Meant to be an interpretation of a Colonial American city, Colonial Williamsburg is, the country's largest living museum and an epic roadside attraction with restored Colonial-era buildings. The effect goes beyond the architecture, as interpreters dress the part-in those damn wigs-but luckily everyone smelled nice...except for me after an encounter with a band of hippies and traveling by bike for several days. The interpreters perform speeches in the town square, and dudes like Thomas Jefferson mill about doing the nation's business and yapping about independence and such. I wanted to tell him about my stash of fireworks, and how this one time...but he was too busy signing some important document about life, liberty and the pursuit of something.
Overall, I learned a lot about Colonialism and realized that Colonial Williamsburg-back in the day-would have been a great place to get drunk. The docs in the 18th Century thought alcohol was good for you and that water made you sick, basically the same philosophy I maintain today.
The town and I share a lot of sentiments, really. Indeed, Colonial Williamsburg's motto is, "that the future may learn from the past." Hmmm, I'm going to go with probably not. So while he was inventing our country's laws, I told one of our forefathers to set a good example for us all-for future days when we might break them-and keep that frilly shirt buttoned up tight.

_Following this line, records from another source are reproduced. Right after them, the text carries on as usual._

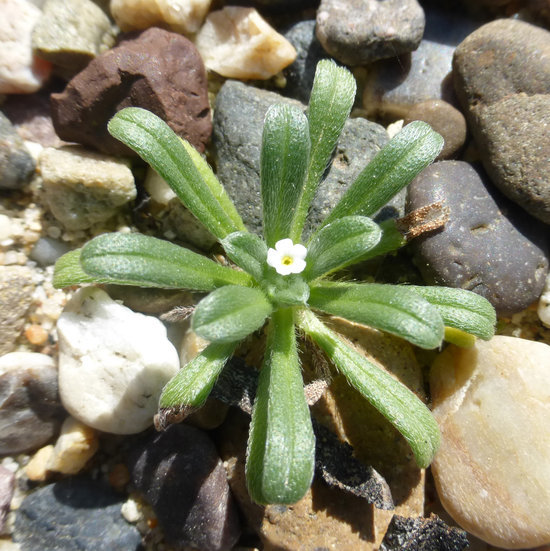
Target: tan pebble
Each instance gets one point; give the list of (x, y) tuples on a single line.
[(37, 467), (36, 335), (237, 42), (492, 472), (76, 444)]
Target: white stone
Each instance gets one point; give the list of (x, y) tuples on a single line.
[(492, 472), (183, 16), (237, 43), (543, 309), (113, 363), (20, 71)]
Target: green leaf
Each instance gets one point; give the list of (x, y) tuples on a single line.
[(248, 251), (403, 409), (230, 313), (408, 153), (283, 164), (186, 173), (189, 388), (461, 309), (339, 244), (329, 107), (136, 259), (281, 444), (391, 308)]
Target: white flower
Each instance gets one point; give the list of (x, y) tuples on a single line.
[(287, 258)]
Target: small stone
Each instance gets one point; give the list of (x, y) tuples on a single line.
[(113, 363), (444, 119), (21, 72), (30, 411), (300, 74), (492, 471), (82, 187), (182, 477), (488, 246), (7, 487), (423, 534), (237, 42), (182, 16), (16, 287), (72, 515), (157, 70), (16, 163), (357, 32), (72, 32), (237, 135), (75, 446)]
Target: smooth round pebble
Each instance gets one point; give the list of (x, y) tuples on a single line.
[(492, 471), (489, 245), (113, 363)]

Like old stuff? Only 9 miles from Colonial Williamsburg is Historic Jamestowne (historicjamestowne.org). This is the site of the first permanent English settlement in America. Lots of archeologist digging and not much else.

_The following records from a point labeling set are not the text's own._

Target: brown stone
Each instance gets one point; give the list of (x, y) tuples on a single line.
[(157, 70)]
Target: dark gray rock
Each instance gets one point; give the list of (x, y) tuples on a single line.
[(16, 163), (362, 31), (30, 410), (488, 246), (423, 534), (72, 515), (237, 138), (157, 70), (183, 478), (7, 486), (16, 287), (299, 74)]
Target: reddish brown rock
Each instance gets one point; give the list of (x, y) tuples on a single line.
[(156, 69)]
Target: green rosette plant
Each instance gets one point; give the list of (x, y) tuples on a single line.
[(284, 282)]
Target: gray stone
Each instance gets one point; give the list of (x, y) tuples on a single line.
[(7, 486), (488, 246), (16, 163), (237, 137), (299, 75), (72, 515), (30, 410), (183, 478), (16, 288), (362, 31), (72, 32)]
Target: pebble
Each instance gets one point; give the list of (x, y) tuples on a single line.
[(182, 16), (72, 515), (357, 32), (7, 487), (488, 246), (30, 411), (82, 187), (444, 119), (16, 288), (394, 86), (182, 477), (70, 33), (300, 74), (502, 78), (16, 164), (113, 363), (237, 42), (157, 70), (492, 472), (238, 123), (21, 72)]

Unlike the true location of America's first colony Jamestown Settlement (historyisfun.org) is a modern reenactment of life in the 18th century, sans-Pocahontas
If you don't go to Yorktown Victory Center (historyisfun.org) you won't be missing much.
Some world leaders have been known to have a big head. Presidents Park (presidentspark.org) features huge sculptures of the heads of all 43 U.S. Presidents.
The Army has a secret flying saucer, and it's under restoration at Fort Eustis, Virgina, the home of the U.S. Army Transportation Corps. The project, Avro Car, carried out during the Cold War was halted, but it was planned that the vehicle would ascend vertically and reach flight speeds of up to 1,500 mph. Either that, or the whole thing was just a cover for captured aliens. Fort Eustis also houses a one-man flying machine. The De Lackner Aerocycle with motorcycle-like handlebars was powered by a four-cylinder, water-cooled motor.
Air Power Park has enough jet planes and missiles to do something bad with (hampton.va.us).
Abe, the original owner of Doumar's Cones and BBQ is credited for making the world's first ice cream cone (doumars.com).
Is it possible to build a 60-foot mountain out of trash in a public park? Yes. Mount Trashmore.
Dress To Impress
If you plan to see any of the museums on U.S. Military property, you must follow their rules or you will be denied entry. Strangely, no mention of wigs. You must be using:
- DOT approved motorcycle helmet.
- Safety or shatterproof goggles or full face shield.
- Full finger gloves.
- Long pants (shorts are NOT authorized and are stupid to wear while riding).
- Over the ankle boots (sneakers/running shoes are NOT authorized).
- Long sleeved shirt, bright or light reflective color during daylight.
- Light reflective belt, (worn diagonally across the chest) or vest during hours of darkness. I had trouble getting into a few places without one even in the daylight.